Sleepy51 wrote:3 - We agree the kind of players we surround him with is key. Passing is contagious. If he plays for years in an iso, stationary, ballhog system then he's going to develop those tendencies. You replace some of the poor passers or selfish/lazy floorgame players and he will become a different player. If anything will limit his ceiling, it's how this team/system evolves next year. No point in being a unselfish passer if your teammates don't do the work to get themselves in good position to score. Most of our guards are bad teammates in that regard.
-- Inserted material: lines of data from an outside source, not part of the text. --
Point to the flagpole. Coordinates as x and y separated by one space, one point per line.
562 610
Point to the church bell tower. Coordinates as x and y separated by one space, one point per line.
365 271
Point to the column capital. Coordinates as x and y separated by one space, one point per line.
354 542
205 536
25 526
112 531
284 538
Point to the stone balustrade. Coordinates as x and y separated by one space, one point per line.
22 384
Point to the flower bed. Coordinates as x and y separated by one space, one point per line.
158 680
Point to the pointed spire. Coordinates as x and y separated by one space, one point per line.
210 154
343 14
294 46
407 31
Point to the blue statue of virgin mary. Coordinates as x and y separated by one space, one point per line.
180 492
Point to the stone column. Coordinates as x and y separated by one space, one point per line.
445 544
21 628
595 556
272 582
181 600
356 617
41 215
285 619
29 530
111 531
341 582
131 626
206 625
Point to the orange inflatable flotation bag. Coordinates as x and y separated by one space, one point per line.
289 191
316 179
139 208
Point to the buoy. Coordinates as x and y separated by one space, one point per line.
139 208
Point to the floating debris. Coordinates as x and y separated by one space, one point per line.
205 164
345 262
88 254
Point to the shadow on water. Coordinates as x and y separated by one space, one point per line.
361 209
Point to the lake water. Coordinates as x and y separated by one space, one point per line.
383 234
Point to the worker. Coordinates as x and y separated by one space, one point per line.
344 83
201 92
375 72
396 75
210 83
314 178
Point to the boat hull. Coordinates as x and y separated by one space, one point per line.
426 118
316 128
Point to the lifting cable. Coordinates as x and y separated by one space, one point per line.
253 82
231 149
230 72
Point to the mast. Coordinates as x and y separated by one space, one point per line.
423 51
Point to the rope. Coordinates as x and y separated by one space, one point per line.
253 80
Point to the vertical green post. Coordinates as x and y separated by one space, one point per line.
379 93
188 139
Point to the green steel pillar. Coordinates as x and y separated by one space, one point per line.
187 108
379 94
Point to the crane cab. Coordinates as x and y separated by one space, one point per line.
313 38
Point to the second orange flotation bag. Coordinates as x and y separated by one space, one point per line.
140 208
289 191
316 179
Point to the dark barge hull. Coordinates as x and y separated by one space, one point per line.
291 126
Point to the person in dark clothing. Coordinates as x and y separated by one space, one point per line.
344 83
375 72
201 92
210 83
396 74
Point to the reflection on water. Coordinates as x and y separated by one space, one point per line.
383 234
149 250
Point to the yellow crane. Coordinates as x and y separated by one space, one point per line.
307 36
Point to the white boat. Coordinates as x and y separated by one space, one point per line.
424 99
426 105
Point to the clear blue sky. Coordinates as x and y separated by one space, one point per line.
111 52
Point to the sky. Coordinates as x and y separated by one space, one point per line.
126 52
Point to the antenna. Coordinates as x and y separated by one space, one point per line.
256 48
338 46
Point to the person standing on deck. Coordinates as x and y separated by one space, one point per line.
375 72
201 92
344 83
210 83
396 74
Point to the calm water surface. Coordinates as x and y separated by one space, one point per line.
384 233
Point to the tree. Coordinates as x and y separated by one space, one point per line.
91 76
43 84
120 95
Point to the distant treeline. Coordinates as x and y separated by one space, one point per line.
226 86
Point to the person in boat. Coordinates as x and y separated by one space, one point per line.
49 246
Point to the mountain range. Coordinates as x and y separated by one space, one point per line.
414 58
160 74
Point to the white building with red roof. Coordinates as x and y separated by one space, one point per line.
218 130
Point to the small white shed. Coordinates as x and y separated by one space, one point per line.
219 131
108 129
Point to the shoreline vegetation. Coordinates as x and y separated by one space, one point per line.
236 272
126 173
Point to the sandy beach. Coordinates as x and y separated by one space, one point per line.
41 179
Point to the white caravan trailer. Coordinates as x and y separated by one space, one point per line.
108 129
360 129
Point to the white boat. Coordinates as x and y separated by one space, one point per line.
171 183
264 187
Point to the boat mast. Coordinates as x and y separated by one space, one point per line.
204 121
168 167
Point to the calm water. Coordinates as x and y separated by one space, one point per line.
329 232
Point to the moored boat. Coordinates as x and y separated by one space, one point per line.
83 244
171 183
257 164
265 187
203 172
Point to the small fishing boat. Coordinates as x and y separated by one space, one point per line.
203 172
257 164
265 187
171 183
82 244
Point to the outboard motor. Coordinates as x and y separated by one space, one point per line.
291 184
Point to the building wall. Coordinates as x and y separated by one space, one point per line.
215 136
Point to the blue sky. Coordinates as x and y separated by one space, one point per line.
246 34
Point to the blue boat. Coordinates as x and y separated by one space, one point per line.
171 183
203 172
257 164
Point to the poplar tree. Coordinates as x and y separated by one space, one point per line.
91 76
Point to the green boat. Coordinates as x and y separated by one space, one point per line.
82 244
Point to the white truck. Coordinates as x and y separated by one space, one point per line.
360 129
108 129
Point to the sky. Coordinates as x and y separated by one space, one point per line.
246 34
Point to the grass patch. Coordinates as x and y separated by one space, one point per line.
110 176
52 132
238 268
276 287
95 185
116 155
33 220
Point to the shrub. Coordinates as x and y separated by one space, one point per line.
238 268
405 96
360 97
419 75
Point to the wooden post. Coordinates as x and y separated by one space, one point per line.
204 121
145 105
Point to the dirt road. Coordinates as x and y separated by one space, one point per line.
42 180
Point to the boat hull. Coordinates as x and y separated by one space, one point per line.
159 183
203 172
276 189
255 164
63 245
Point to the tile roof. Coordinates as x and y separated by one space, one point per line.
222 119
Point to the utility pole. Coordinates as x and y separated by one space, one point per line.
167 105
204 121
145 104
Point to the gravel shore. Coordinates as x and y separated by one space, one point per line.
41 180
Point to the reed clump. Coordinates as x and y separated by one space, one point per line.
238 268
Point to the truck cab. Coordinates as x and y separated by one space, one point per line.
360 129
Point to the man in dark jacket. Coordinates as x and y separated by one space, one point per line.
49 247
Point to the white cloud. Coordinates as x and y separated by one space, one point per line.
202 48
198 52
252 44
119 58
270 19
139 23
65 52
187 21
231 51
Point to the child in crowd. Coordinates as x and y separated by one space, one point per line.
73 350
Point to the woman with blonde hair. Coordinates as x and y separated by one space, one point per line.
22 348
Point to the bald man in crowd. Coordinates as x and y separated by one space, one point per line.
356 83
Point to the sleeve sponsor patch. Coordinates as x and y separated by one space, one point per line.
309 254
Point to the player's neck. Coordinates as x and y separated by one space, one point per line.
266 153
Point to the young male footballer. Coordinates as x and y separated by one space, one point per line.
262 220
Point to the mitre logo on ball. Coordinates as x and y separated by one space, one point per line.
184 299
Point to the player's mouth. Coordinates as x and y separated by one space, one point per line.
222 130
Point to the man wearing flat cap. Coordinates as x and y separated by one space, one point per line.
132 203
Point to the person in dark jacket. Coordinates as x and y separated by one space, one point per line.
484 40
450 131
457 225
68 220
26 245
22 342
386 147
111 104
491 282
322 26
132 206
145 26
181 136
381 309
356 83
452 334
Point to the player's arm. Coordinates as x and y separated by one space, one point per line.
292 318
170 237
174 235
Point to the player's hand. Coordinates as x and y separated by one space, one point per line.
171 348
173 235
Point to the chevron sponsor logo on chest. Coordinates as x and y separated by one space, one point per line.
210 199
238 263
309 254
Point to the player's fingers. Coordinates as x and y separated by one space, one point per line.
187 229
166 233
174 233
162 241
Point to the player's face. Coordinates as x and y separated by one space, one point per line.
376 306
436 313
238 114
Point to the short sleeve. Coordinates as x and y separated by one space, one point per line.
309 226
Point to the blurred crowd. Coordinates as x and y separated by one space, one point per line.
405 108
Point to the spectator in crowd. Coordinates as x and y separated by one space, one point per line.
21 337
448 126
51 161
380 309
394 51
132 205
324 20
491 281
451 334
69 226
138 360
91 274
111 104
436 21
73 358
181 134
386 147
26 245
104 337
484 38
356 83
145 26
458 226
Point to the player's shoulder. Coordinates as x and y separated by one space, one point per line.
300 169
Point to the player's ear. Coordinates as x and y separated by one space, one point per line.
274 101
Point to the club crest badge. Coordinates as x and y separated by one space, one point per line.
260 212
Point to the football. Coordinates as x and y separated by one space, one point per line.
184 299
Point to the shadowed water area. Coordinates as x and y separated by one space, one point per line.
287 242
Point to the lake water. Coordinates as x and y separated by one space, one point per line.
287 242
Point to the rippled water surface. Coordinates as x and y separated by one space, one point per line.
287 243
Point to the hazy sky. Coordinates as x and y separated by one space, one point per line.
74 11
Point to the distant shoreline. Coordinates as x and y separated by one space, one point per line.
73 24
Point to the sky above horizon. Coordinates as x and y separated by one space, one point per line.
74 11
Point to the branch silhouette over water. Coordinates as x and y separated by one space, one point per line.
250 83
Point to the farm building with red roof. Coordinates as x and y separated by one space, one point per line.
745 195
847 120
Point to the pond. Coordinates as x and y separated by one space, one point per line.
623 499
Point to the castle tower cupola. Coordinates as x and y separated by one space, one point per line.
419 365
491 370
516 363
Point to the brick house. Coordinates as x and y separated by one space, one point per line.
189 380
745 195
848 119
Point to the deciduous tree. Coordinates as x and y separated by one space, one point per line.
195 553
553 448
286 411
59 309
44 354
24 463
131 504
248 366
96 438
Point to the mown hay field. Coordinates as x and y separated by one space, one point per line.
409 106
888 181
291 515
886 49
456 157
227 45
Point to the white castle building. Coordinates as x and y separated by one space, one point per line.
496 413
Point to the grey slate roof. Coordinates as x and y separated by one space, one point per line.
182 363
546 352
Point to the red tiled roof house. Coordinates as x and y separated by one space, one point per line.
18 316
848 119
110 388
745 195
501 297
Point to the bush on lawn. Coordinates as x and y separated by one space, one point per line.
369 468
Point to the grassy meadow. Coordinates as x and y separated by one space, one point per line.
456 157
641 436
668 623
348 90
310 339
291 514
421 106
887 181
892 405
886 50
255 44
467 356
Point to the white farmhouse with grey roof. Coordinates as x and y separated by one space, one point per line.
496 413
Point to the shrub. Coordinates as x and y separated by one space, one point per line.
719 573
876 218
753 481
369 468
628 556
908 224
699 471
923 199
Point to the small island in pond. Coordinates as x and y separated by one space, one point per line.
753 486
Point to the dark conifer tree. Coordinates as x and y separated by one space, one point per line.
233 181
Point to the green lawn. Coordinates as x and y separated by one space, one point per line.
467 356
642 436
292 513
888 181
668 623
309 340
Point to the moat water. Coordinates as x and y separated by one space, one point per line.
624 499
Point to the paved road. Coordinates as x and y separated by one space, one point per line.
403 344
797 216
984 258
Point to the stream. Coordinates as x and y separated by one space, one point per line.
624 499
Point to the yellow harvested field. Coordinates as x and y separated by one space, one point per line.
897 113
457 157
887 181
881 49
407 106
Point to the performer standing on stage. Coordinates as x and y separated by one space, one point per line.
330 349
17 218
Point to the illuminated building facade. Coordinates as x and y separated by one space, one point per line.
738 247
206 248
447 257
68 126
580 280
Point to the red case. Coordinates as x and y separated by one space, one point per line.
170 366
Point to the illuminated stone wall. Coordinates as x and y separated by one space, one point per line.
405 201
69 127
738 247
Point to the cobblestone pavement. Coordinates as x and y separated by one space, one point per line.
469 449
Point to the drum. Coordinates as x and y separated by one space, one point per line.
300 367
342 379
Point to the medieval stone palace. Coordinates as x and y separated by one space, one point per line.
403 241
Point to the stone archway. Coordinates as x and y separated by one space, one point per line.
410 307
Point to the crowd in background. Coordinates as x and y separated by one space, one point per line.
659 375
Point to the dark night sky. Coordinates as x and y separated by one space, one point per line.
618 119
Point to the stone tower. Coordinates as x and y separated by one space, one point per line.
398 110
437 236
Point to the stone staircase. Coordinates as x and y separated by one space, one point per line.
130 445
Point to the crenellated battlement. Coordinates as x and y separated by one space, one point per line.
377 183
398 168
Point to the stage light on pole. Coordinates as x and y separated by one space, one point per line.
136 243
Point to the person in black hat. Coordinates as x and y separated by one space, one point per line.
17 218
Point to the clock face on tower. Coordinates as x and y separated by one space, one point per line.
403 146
4 - players make leaps once they are already inthe league? Monta is simply different material than we are accustomed to observing. High School players are still largely unknown as far as any consistent development paths. KG & Kobe have nothing in common with D Miles. There really are so few of them that the sample is way too small to project one guy's experience onto another. Monta comes to the party late in terms of being a pro with so little quality foundational experiences, but he somehow seems to have shown up unspoiled. He doesn't have bad playground tendencies. He doesn't have an obstinate streak. He does seem to absorb coaching and has been willing to work on his game as instructed. He's been a learning machine out there. We don't usually see that in young guards, and we don't have a lot of experience with HS draftee guards to judge his progress and ceiling by. This is not Seabass telfair, or Cupkake Green (who are both bonafinde dummies.) Monta has stayed young in the good ways. He is not so far removed from his prom as to think he knows better than his coaches. The pace he's been learning at so far points to him being a different kind of player.
Developmentally I'm 100% with you on #3. And whatever position he plays, I think that is the key.
IF he fails as a point, then it's the front office's responsibility to get the most out of him as a player because he's immensely talented and as you say he has an amazing capacity to learn and improve.
However, given the lack of quality foundational experiences that you noted, it is just important that we are patient.